Une histoire saisissante
Avec en arrière-plan une Chine bouleversée par la mondialisation et la modernité, la fresque amoureuse des Éternels est sincère et envoûtante. Quiao, interprétée par Zhao Tao, est éperdument amoureuse de Bin, Lia Fan. Sa vie n’a de sens que si celle de son bien aimé en a un. Le film offre le portrait d’une femme courageuse, prête à tout pour atteindre le bonheur. Elle passera par la pègre des communautés mafieuses, la prison, le tumulte des villes pour le trouver. Mais Quiao nage à contre-courant. Celui qu’elle aime poursuit sa course sans se retourner qu’importe les sacrifices de la jeune femme pour lui. Jia Zhang-ke offre la fresque saisissante d’une relation dans laquelle la passion amoureuse de l’un se heurte à la pudeur et la froideur des sentiments de l’autre. Zhao Tao est remarquable par la sincérité de son jeu. Le film nous plonge au cœur de l’embrasement et du déchirement des relations humaines. C’est la vie que le cinéaste chinois nous expose durant ces deux heures, la vie telle qu’elle est entre désordre, confusion et espoir.

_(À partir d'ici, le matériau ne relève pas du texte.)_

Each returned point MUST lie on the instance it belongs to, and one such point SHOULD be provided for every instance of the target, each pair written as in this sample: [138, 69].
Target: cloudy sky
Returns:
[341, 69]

Une mutation chinoise et relationnelle
La mutation de la Chine s’immisce dans la relation des deux amants. La Chine moderne, ouverte au commerce transforme les paysages, ravage les prairies, désordonne les repères traditionnels. Les atmosphères contradictoires s’opposent magnifiquement dans le film : les plans d’une immensité vertigineuse d’une ville portuaire en pleine transformation et ses bâtiments au jaune miteux confrontent ceux des petits villages de travailleurs où règne un vert éclatant. La Chine calme et traditionnelle devient tumultueuse et insaisissable. L’espoir naïf du bonheur de jeune femme s’évapore à mesure que la modernité érode la ruralité. Bin, rêveur conquérant de cette immensité moderne voit ses volontés réduites à néant par la brutalité des vagues dans lesquelles il était pris.